In the above code, we have a BaseModel class named User with three fields name ,birth, and location. name is of type str, birth is of type date and location is a tuple of two floats.

The model_validate_json method is used to parse the JSON data and it returns the validated data in the form of a Pydantic model object.

Validating JSON and Error Handling

One of the significant advantages of using Pydantic is its robust error handling. If the input data does not conform to the model’s specifications, Pydantic will raise a ValidationError.

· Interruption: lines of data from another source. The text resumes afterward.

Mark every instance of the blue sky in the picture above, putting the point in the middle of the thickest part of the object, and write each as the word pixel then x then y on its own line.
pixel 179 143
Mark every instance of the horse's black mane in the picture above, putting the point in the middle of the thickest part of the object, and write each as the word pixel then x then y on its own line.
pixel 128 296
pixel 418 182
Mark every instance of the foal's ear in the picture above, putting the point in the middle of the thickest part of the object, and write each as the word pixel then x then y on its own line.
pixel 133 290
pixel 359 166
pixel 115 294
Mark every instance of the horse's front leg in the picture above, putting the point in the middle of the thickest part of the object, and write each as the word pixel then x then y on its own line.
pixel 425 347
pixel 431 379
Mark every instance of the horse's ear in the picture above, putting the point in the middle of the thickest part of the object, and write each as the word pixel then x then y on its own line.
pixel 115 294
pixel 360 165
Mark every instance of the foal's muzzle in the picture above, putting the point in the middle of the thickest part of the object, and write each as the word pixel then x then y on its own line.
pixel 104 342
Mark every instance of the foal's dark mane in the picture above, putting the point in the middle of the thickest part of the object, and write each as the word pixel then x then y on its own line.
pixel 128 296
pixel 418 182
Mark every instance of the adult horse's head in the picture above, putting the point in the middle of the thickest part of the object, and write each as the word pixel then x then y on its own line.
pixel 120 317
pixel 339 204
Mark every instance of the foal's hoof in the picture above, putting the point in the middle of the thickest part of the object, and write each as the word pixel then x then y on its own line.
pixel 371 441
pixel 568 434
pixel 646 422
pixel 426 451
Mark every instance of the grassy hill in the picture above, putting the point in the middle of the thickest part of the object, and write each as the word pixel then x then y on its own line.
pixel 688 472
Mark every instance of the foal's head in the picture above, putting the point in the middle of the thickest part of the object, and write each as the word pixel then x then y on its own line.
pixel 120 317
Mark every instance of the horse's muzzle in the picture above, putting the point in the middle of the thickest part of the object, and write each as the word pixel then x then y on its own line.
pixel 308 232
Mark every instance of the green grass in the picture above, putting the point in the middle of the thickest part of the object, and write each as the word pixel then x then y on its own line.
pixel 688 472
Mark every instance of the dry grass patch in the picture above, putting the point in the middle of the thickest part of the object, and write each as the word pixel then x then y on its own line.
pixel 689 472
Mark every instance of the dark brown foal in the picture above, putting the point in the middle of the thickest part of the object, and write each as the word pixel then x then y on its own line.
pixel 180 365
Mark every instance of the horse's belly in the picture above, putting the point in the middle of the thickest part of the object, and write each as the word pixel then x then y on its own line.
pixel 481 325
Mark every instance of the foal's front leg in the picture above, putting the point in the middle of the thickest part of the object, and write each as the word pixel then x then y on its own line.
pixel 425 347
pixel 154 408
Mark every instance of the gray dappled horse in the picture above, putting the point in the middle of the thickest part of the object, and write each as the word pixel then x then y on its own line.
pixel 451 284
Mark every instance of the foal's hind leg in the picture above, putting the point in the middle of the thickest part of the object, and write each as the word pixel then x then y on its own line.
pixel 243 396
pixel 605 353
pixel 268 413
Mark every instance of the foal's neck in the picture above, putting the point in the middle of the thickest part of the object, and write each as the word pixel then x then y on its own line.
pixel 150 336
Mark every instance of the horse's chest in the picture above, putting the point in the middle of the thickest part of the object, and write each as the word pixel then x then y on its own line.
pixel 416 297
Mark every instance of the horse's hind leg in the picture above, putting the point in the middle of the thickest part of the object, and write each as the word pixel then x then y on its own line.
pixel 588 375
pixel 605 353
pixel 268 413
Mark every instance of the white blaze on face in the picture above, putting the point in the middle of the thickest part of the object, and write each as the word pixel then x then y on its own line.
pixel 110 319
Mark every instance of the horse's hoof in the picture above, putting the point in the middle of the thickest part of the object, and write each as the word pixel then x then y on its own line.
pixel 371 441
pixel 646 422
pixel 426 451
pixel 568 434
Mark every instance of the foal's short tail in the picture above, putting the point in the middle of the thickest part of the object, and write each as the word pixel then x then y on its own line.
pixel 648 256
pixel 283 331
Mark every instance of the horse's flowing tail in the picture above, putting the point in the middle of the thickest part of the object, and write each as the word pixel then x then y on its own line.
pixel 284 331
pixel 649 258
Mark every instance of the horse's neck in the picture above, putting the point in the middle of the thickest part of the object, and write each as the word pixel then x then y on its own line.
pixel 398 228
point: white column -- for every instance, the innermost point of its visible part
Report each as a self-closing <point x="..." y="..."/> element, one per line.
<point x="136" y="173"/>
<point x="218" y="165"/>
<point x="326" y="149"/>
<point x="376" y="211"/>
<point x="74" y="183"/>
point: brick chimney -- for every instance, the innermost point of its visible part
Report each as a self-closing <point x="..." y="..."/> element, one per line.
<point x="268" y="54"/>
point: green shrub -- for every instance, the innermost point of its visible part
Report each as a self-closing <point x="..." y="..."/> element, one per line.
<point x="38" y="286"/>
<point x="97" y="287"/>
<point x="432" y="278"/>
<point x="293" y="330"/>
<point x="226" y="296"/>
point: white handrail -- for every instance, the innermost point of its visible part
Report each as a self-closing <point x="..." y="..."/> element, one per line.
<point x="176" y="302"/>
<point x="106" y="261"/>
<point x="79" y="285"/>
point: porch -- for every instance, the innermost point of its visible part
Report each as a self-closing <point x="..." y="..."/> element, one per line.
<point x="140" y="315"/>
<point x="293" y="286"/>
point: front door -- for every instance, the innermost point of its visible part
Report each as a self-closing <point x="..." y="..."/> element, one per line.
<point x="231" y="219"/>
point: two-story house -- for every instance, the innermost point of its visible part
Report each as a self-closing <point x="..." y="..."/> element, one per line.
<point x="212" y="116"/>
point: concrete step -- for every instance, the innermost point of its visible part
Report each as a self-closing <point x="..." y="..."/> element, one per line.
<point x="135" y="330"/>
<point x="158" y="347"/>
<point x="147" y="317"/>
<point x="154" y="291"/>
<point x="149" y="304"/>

Let’s extend the previous example and see how Pydantic handles invalid input data.

Example:

# Extend the previous example
json_data_2 = '{"name": "Mr. Wolf", "birth": "1955-01-28"}'
try:
    User.model_validate(json_data_2)
except ValidationError as e:
    print(e)

Output:

1 validation error for User
  Input should be a valid dictionary or instance of User [type=model_type, input_value='{"name": "Mr. Wolf", "birth": "1955-01-28"}', input_type=str]

In the above code, we are passing the same values to the model_validate method instead of model_validate_json. As a result, Pydantic raises a ValidationError because the strict configuration is enabled.

Pydantic’s JSON Parser: Jiter

Starting from version 2.5.0, Pydantic uses jiter, a fast and iterable JSON parser, to parse JSON data. Using jiter compared to other parsers like serde, results in modest performance improvements that are expected to improve in the future.

Jiter is almost entirely compatible with serde, with one noticeable enhancement being that jiter supports the deserialization of inf and NaN values.

Conclusion

In this article, we explored the powerful features of Pydantic for parsing and validating JSON data. We dove deep into its built-in JSON parsing, robust error handling, and custom model creation. From this point, you’re pretty good to go. Happy coding & have a nice day!